People behave badly.  We murder.  We rape.  We abuse children.  We discriminate based on religion, race, gender, ethnicity, and sexual orientation.  We arm ourselves.  We build walls.  We exploit the most vulnerable amongst us.

Genesis tells us:  God said: Let us make human beings in our image, after our likeness.  But if ‘God is love’ why is there so much un-Godlike behavior happening in our world.  If God made us in his (her) image why aren’t we loving one another?  Why aren’t we lifting one another up?  Why aren’t we caring for one another?

And then I crawl out of my hole and look around.  I see every little loving thing that my wife does each day for me and countless others.  I see my friends who have often lifted me up during times of heartache and self-doubt. I  realize that I am cared for not just by friends and family but by strangers who work for peace and justice in our world.

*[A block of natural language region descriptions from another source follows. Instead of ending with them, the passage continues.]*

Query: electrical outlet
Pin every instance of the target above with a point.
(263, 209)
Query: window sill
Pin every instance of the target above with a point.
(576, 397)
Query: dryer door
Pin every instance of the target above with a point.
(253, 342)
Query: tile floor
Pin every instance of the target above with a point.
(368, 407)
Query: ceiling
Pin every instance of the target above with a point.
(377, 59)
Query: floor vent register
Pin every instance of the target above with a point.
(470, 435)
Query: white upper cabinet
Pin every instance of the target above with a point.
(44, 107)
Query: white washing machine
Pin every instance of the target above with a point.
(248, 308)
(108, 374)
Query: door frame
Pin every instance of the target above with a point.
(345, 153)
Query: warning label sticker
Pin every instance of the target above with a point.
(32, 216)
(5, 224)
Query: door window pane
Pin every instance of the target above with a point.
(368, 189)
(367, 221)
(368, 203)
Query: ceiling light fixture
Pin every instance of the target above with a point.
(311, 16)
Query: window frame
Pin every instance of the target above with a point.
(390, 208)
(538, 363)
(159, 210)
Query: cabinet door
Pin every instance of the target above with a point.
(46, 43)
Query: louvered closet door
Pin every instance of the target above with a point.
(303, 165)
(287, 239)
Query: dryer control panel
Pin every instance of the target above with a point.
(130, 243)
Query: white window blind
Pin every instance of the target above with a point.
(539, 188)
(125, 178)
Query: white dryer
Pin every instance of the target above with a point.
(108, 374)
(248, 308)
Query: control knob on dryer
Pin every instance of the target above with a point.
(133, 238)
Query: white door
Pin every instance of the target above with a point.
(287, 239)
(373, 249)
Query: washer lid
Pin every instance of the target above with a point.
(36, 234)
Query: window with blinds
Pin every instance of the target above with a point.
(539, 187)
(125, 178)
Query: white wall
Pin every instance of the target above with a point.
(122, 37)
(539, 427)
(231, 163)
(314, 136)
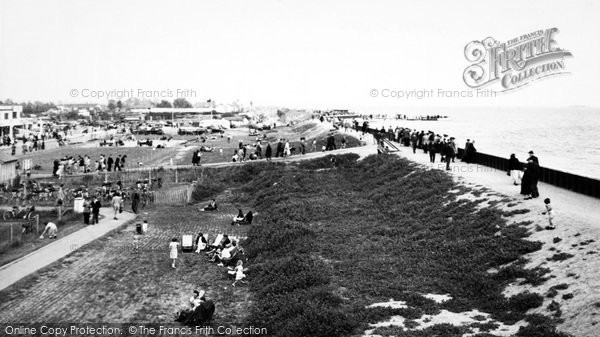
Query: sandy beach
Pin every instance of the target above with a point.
(577, 218)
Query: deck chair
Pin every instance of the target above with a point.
(187, 243)
(202, 315)
(217, 241)
(200, 246)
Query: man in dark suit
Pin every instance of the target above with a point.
(534, 158)
(533, 175)
(95, 210)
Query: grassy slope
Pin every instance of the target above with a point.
(333, 240)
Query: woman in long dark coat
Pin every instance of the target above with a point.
(268, 152)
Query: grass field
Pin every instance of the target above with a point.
(328, 240)
(336, 239)
(116, 284)
(24, 244)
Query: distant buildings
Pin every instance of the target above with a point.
(11, 119)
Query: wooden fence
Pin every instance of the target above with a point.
(174, 196)
(573, 182)
(12, 231)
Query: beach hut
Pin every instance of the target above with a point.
(8, 170)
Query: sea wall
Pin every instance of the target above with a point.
(569, 181)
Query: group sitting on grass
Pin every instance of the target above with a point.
(242, 219)
(226, 252)
(212, 206)
(200, 313)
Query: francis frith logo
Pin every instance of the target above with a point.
(516, 63)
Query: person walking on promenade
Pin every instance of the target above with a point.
(87, 209)
(268, 152)
(470, 151)
(433, 147)
(531, 177)
(452, 144)
(173, 249)
(550, 212)
(286, 148)
(109, 162)
(95, 210)
(413, 140)
(51, 229)
(515, 169)
(135, 201)
(533, 157)
(279, 149)
(117, 203)
(118, 163)
(448, 153)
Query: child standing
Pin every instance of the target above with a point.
(173, 248)
(239, 273)
(550, 213)
(136, 241)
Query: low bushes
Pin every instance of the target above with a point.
(379, 229)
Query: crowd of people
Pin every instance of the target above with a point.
(429, 142)
(84, 164)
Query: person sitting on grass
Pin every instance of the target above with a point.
(202, 315)
(238, 217)
(173, 249)
(212, 206)
(217, 247)
(201, 243)
(195, 302)
(226, 254)
(238, 271)
(245, 220)
(51, 229)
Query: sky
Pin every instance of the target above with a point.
(304, 54)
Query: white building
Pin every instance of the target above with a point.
(10, 118)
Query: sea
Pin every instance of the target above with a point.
(565, 139)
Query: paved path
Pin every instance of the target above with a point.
(16, 270)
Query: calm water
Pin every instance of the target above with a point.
(566, 139)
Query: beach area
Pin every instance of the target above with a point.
(502, 131)
(284, 168)
(558, 259)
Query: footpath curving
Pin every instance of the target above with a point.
(32, 262)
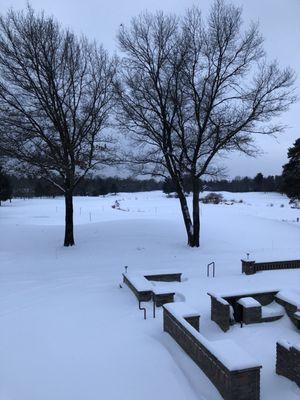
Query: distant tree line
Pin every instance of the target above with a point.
(89, 186)
(100, 186)
(182, 90)
(259, 183)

My grandson Noah asked me recently, “Pawpaw, do you know what zeal is?”  Before I could offer a definition he exclaimed, “It’s how God loves us and how God wants us to love others!”  And I realize then that we do!  We do love one another.  We do lift each other. We do care for one another.  Not always.  Not all of us.  Not often enough.  But we do!

And perhaps that’s the question – why not always; why not all of us; why not often enough?  Unconditional love is the answer.  God was once again revealed to me through my seven year-old grandson.  God is in the love we share; in the countless times that Noah has lifted me up from my gloominess and my self-pity; all the times that we have cared for one another.  Noah full of zeal!  Blake too has loved me and lifted me with his kindness; his sincerity; his goodwill.  These two (uncle and nephew) come from very different places – physically and spiritually but God is there – loving; lifting; caring.

Evil exists.  Bad things happen.  But that’s not the end of the story.  God has given us power over evil.  We just need to share the gift of Love.  Perhaps then others will ask the question – why not always?  why not all of us?  why not often enough?